# **Text Embeddings with GGUF Models Using Llama.cpp**

This notebook demonstrates how to generate text embeddings using a locally stored GGUF model with the `llama-cpp-python` library. It uses IBM’s `granite-embedding-30m-english` model as an example, which can be replaced with any other Llama.cpp-compatible GGUF embedding model from Hugging Face.

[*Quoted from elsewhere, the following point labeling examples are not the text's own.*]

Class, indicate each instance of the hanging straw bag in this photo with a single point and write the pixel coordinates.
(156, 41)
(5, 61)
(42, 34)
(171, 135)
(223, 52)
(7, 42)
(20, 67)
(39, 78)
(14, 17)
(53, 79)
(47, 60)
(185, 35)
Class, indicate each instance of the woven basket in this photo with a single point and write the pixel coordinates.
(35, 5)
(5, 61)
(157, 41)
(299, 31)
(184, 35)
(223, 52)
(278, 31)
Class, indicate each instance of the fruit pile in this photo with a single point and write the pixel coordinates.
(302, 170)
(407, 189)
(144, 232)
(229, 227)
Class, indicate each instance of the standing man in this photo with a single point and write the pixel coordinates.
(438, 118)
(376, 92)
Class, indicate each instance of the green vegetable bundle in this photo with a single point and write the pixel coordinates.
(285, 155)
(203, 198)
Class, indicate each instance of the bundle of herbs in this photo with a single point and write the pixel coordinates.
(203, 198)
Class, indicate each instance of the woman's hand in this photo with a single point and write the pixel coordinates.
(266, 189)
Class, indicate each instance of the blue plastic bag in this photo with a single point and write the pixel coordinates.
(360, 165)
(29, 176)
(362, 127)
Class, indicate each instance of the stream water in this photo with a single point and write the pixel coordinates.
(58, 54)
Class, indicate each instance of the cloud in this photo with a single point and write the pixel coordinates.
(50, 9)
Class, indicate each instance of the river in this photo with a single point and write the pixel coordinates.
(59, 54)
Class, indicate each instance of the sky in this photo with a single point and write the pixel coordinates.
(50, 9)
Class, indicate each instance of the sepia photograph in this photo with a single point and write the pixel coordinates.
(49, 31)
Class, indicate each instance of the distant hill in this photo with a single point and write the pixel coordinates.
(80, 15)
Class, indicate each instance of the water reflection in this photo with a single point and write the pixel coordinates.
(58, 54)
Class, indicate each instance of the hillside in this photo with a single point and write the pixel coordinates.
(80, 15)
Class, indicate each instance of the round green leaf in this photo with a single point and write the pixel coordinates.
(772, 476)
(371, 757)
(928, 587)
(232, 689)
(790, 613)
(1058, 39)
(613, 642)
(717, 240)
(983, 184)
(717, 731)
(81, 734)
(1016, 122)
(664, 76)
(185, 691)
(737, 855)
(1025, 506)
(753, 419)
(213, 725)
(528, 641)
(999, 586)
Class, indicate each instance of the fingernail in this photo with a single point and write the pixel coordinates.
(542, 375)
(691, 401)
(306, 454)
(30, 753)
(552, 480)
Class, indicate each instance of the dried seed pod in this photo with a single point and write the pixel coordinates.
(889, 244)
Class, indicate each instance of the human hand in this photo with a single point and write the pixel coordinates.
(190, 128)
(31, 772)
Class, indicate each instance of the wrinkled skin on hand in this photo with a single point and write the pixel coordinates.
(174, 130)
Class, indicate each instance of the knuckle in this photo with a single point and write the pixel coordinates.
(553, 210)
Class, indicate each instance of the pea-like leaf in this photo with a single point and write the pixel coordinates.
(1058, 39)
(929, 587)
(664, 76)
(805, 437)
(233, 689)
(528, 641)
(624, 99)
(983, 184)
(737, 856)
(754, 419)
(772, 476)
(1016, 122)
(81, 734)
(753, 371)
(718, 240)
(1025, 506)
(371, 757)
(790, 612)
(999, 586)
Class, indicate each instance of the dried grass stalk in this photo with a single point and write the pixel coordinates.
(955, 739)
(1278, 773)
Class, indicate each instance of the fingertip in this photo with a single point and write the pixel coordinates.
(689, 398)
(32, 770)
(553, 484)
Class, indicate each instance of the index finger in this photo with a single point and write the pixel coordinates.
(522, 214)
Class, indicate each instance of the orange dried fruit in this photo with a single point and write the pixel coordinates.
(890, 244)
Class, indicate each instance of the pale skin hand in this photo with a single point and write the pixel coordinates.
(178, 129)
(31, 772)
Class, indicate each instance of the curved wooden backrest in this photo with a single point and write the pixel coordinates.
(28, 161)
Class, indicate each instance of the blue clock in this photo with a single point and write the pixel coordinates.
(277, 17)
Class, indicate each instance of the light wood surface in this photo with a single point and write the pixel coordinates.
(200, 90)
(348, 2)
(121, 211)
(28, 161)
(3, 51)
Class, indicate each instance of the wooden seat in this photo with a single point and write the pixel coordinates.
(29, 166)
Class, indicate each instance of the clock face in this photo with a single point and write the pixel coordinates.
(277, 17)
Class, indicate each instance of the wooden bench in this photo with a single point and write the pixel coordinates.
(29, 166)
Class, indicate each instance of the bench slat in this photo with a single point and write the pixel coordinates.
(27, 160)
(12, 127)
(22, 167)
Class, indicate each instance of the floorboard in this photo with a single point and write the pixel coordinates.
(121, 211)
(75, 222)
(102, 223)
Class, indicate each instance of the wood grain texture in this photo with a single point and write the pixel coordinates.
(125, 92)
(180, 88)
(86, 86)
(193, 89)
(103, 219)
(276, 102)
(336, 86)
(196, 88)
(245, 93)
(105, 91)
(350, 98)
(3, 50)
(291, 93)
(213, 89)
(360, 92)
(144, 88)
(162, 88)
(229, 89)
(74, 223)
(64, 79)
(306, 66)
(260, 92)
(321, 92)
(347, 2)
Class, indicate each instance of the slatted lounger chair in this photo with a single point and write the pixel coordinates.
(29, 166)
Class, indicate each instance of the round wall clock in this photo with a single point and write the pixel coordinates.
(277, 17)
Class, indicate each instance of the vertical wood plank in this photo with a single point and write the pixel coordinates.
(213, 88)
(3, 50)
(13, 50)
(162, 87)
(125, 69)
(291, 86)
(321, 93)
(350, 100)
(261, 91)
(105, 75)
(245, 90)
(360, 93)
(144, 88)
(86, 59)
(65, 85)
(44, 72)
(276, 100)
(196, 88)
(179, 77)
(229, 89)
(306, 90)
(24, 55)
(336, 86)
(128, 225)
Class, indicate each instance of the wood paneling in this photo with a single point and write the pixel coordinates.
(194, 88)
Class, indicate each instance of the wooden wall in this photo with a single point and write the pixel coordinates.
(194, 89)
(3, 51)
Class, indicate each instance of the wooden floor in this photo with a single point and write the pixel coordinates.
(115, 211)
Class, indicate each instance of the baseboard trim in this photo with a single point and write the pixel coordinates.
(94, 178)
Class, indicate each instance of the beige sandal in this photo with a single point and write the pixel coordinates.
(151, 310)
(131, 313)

The notebook walks through loading the model, generating embeddings from input text, and previewing the results—all in a clean, beginner-friendly workflow.


In [1]:
from llama_cpp import Llama

## Load the Embedding Model from Local File
- Example: IBM's `granite-embedding-30m-english` model in GGUF format
- Pre-downloaded from Hugging Face and saved in the `models/` directory
- You can swap in any GGUF text embedding model from Hugging Face
- See this [guide to finding a compatible GGUF model](https://shaikhonai.substack.com/i/162148895/select-and-download-a-gguf-model)

In [7]:
embedding_model = Llama(model_path="models/granite-embedding-30m-english-Q6_K.gguf", embedding=True, verbose=False)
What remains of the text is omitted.